Bases: plaso.parsers.plist_plugins.dtfabric_plugin.DtFabricBasePlistPlugin

Plist parser plugin for TimeMachine plist files.

Further details about the extracted fields:
DestinationID:

remote UUID hard disk where the backup is done.

BackupAlias:

structure that contains the extra information from the destinationID.

SnapshotDates:

list of the backup dates.

DATA_FORMAT = 'TimeMachine plist file'
GetEntries(parser_mediator, match=None, **unused_kwargs)[source]

Extracts relevant TimeMachine entries.

Parameters

  • parser_mediator (ParserMediator) – mediates interactions between parsers and other components, such as storage and dfvfs.

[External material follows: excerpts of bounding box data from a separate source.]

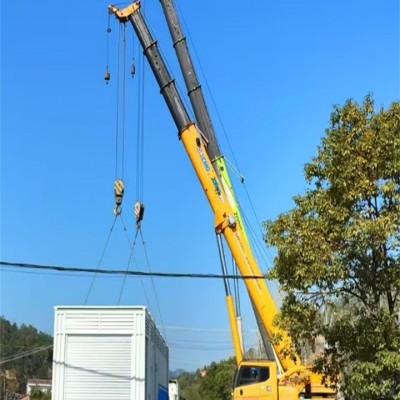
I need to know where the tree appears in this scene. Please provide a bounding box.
[265,95,400,400]
[0,316,53,399]
[29,388,51,400]
[199,358,236,400]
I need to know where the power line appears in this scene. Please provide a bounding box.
[0,261,266,280]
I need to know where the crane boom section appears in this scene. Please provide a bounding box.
[109,2,299,371]
[180,125,297,371]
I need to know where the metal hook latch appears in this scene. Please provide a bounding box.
[114,179,125,215]
[133,201,144,229]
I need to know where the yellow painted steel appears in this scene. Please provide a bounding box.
[108,1,140,22]
[180,124,299,371]
[226,295,243,366]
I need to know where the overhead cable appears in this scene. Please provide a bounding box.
[0,261,266,280]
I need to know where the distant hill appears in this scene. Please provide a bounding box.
[0,317,53,399]
[168,368,187,379]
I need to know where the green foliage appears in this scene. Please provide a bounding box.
[265,96,400,400]
[0,317,53,393]
[29,388,51,400]
[178,358,236,400]
[200,358,236,400]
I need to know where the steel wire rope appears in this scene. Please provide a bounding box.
[129,14,169,341]
[176,1,272,306]
[118,214,150,307]
[136,37,145,201]
[115,25,121,179]
[175,0,272,262]
[117,223,139,305]
[138,227,167,341]
[143,16,195,122]
[84,215,118,305]
[121,24,126,179]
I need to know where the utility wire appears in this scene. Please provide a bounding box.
[0,261,266,280]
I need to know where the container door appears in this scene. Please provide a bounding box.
[64,335,133,400]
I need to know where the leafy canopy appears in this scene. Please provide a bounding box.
[265,96,400,400]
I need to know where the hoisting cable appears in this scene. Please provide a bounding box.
[232,257,242,316]
[84,215,118,305]
[117,224,139,305]
[104,12,111,85]
[118,215,150,304]
[138,228,167,341]
[121,24,126,179]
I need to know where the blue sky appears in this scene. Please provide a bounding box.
[0,0,399,370]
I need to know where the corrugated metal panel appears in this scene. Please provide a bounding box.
[65,310,137,333]
[64,335,133,400]
[52,306,168,400]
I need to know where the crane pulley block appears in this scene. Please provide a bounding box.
[114,179,125,215]
[133,201,144,229]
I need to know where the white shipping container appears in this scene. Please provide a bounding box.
[52,306,168,400]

  • (Optional[dict[str (match) – object]]): keys extracted from PLIST_KEYS.

NAME = 'time_machine'
PLIST_KEYS = frozenset({'Destinations', 'RootVolumeUUID'})
PLIST_PATH_FILTERS = frozenset({<plaso.parsers.plist_plugins.interface.PlistPathFilter object>})

Module contents

Imports for the plist parser plugins.